Neighbors aren’t happy about plans for a new cemetery in Peñitas, but they can’t stop The Lord & I Funeral Home from burying the dead next door.
The Texas Department of Banking approved the cemetery last year, according to state records. Construction started near 11th Street and U.S. 83, taking the city and nearby homeowners by surprise.
Under state law, the Texas Department of Banking regulates “perpetual care cemeteries” in cities with fewer than 5,000 residents. The U.S. Census Bureau estimated that 4,700 people lived in Peñitas during 2016.
The Lord and I Cemetery Inc. purchased a nearly 24-acre property behind the AEP Texas substation north of U.S. 83 and west of 11th Street, according to Hidalgo County property records. Workers cleared brush and built a small road, which links the funeral home parking lot on 11th Street to Diamond Avenue.
City Manager Omar Romero said The Lord & I Funeral Home didn’t notify Peñitas about the cemetery or construction on the property.
“And the reason that I didn’t go to the city and ask for permits is the state said that I don’t need to do that,” said John David Santos, who owns The Lord & I Funeral home and serves as president of the corporation that controls the cemetery.
Santos said he simply wanted to serve the community and never wanted to cause any problems.
Texas Department of Banking conducts background checks on anyone who wants to start what the state calls a “perpetual care” cemetery. The company deposits part of the proceeds from each plot into a trust fund, which covers maintenance expenses.
Santos said the cemetery will include trees, landscaping and a 200-foot buffer between the plots and the property line. At the request of neighbors, Santos agreed to build a fence between the cemetery and nearby homes — even though some already have chain-link and block walls.
“We did go round and round with the city,” Santos said, adding that the delays cost him time and money. “But I’m just glad we were able to move forward.”
Santos also met with concerned neighbors.
“There’s fewer concerned residents,” Romero said. “But there’s still concerned residents.”
Many neighbors remain angry they didn’t know about the cemetery plans. They also want Peñitas to halt construction.
“The problem is I can’t go into a lawsuit on behalf of some citizens knowing that we’ll lose taxpayer dollars,” Romero said. “And I anticipate that we’ll have to pay out in a countersuit.”
Longoria, Romero, Peñitas Mayor Rodrigo “Rigo” Lopez, Peñitas City Councilman Jose Roel Flores and Hidalgo County Precinct 3 Commissioner Joe Flores met with neighbors at John F. Kennedy Elementary School on Jan. 24.
They brought a site plan showing the cemetery layout and a rendering of the cemetery gate, but reiterated that state law doesn’t allow Peñitas to regulate the cemetery.
“The county and the city can’t stop them,” Joe Flores said, adding that he hopes the cemetery owner will reach a compromise with neighbors.
About 15 people attended the meeting, including Miguel and Maribel Benitez, who own a home immediately east of the cemetery.
“I felt like the trust between city leaders and ourselves was broken.

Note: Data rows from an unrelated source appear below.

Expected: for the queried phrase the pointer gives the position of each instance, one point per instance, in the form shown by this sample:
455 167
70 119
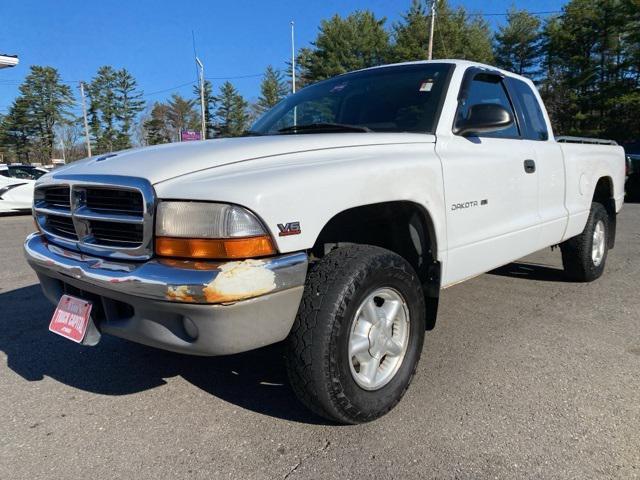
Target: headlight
209 230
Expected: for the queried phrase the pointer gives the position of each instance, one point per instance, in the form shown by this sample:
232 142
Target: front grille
98 217
116 233
57 197
118 201
61 226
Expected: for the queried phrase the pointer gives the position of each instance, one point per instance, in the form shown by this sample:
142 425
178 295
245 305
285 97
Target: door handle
529 166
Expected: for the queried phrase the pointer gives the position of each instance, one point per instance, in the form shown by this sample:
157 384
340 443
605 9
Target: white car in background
16 187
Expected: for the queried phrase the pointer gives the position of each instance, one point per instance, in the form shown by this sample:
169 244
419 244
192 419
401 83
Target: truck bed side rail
592 141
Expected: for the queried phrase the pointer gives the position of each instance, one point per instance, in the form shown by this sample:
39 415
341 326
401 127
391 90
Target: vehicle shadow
531 271
254 380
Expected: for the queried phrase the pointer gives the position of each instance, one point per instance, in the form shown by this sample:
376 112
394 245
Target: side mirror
484 117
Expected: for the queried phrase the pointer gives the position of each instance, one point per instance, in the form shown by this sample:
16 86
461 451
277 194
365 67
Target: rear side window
534 126
487 88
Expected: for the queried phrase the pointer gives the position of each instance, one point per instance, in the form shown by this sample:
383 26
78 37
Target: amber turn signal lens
218 249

It was not expected and no one had said anything about a cemetery being built,” said Maribel Benitez, 50, of Peñitas. “We just felt like they really did not care about their community members.”
The area floods after about two hours of rain, said Miguel Benitez, 51, of Peñitas. He brought photos showing flooding on 11th Street.
Precinct 3 and Peñitas will work together to address any drainage problems, Flores said, adding that federal money allocated after Hurricane Dolly may be available for the area.
Maribel Benitez said she’s also worried the cemetery will make for an awkward neighbor.
“Sometimes we want to go out there and make some barbecue or have a party,” Maribel Benitez said. “And it’s going to be kind of weird: us partying while someone is mourning the death of a loved one.”